At a time when even attending school can be complicated, family travel to distant lands may seem out of the question. But one organization is planning international flights – fictional, that is – from the city headquarters and from your home.

This is the Brooklyn Academy of Music, whose BAMkids Film Festival kicks off this weekend, both in person and virtually. This year’s edition, which takes place on Saturday and Sunday at the Academy (the full program is available on its website) and online from Saturday until February 13, offers 69 short films and related activities, such as a show by the company theatrical Parallel Exit and a streaming concert by Divi Roxx Kids.

The festival, which includes works from 27 countries, is aimed at children aged 3 to 11, but due to vaccination requirements, only children aged 5 and over are allowed to attend in person. (Families looking for access to on-site and online events must purchase admission separately. In-person tickets cost $ 9 to $ 14 per program; streaming tickets pay what you want for as little as $ 5. for single programs and $ 30 for the full -pass festival.)

Expect both silly (animal astronaut) and serious (bullying) film subjects and characters ranging from mini Martians threatened by monsters to pillows that dump the dreams they absorb.


Saxophonist Ravi Coltrane hasn’t released a new album since the dark and glamorous “Spirit Fiction,” of 2012, but he occasionally shows up with a live performance around New York, often with a new band or a new one. idea. Take advantage of these possibilities if you can.

This week, Coltrane is briefly in residence at Symphony Space on the Upper West Side, with different music every night from Thursday to Saturday. Starting at 7:30 pm on Night 1, he will play two consecutive sets: one with pianist James Carney, the other with drummer Allan Mednard. (A single ticket covers both sets.) Friday, at the same time, will feature a new combo, the Freedom Trio, joined by younger musicians Nick Jozwiak, bassist, and Savannah Harris, drummer.
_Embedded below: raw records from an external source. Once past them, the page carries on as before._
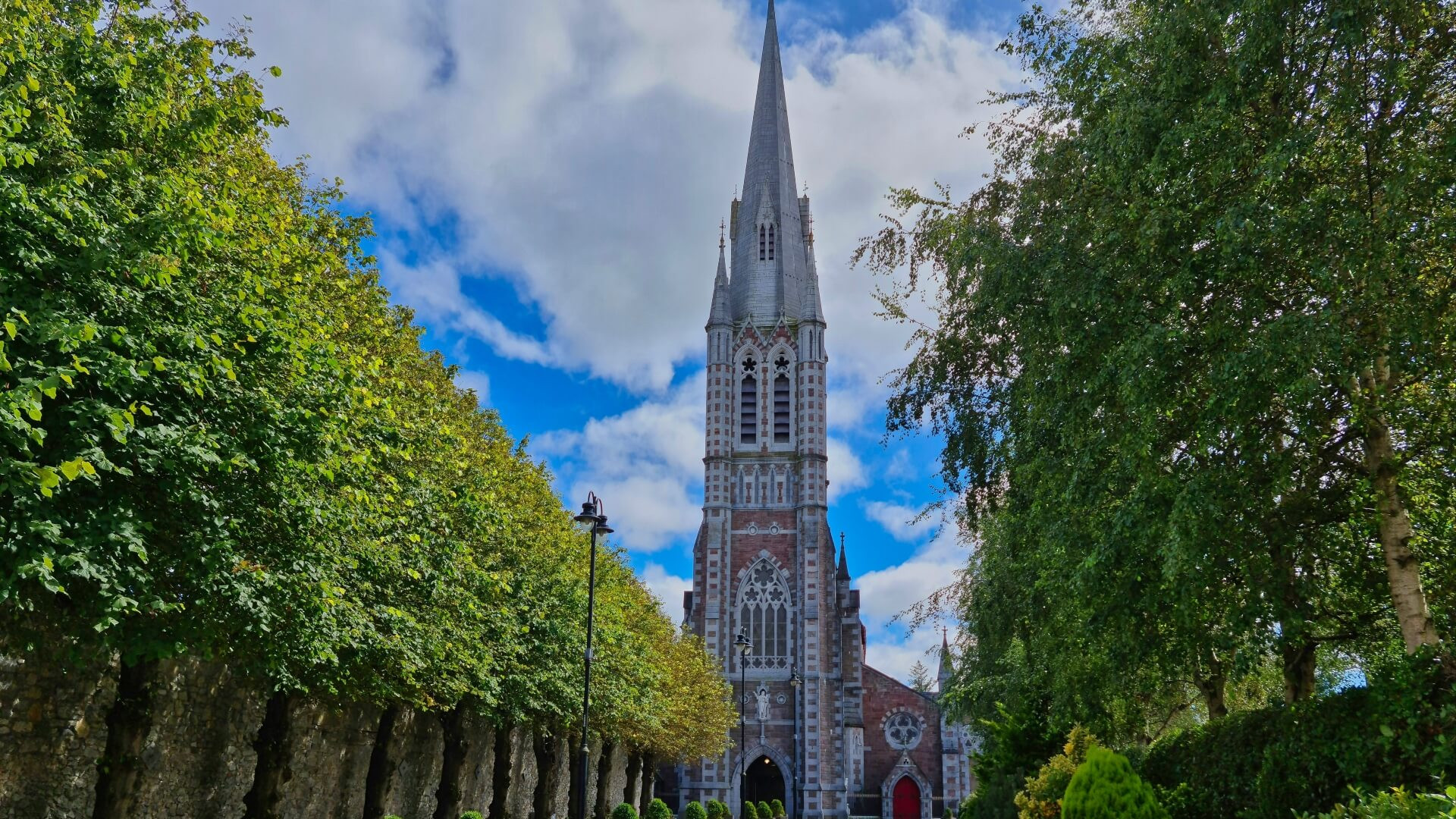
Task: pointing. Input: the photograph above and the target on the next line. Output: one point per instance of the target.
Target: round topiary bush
(1106, 787)
(657, 809)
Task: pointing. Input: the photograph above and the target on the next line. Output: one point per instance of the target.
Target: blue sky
(548, 181)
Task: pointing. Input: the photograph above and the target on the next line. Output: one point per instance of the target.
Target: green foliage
(1395, 803)
(1304, 758)
(1106, 787)
(218, 436)
(1163, 350)
(1041, 798)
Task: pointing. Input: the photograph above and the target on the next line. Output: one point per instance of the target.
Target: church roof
(767, 283)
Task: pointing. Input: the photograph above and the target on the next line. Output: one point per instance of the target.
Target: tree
(1191, 349)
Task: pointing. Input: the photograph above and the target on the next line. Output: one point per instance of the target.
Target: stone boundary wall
(200, 755)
Closing the weekend, Saturday at 8pm, Coltrane will debut with “Cosmic Music: A Contemporary Exploration Into the Music of John & Alice Coltrane”, a complete program dedicated to the immortal careers of his parents. The Thursday and Friday shows take place at the Leonard Nimoy Thalia Theater and the Saturday show at the Peter Jay Sharp Theater; tickets range from $ 30 to $ 50 and are available at symphonyspace.org.

Jordan Carlos likes to challenge people: With “Can We Talk About This?”, An ongoing series of short films that air during movie broadcasts on AMC Networks, he talks to a myriad of personalities about the problematic aspects of classic films. And with “Are you still doing stand-ups, Jordan?” – His current show of him, which he created with black audiences in mind – addresses the conventional wisdom of what he calls “New York’s neoliberal brunch set.” He will perform at Union Hall on Sunday at 8pm and February 26 at 7pm, as well as at The Warning on February 16.

If you’re not ready for in-person meetings yet, you can enjoy a marathon of the “Keith and the Girl” podcast, on the show’s YouTube channel. Keith Malley and Chemda Khalili started the show outside their Queens apartment 17 years ago and will celebrate its anniversary with a free 24-hour live stream. Among the 80 guests in the lineup are comedians Tim Dillon, Jimmy Pardo, Lucie Pohl and Laurie Kilmartin. The marathon starts at 3pm on Saturday.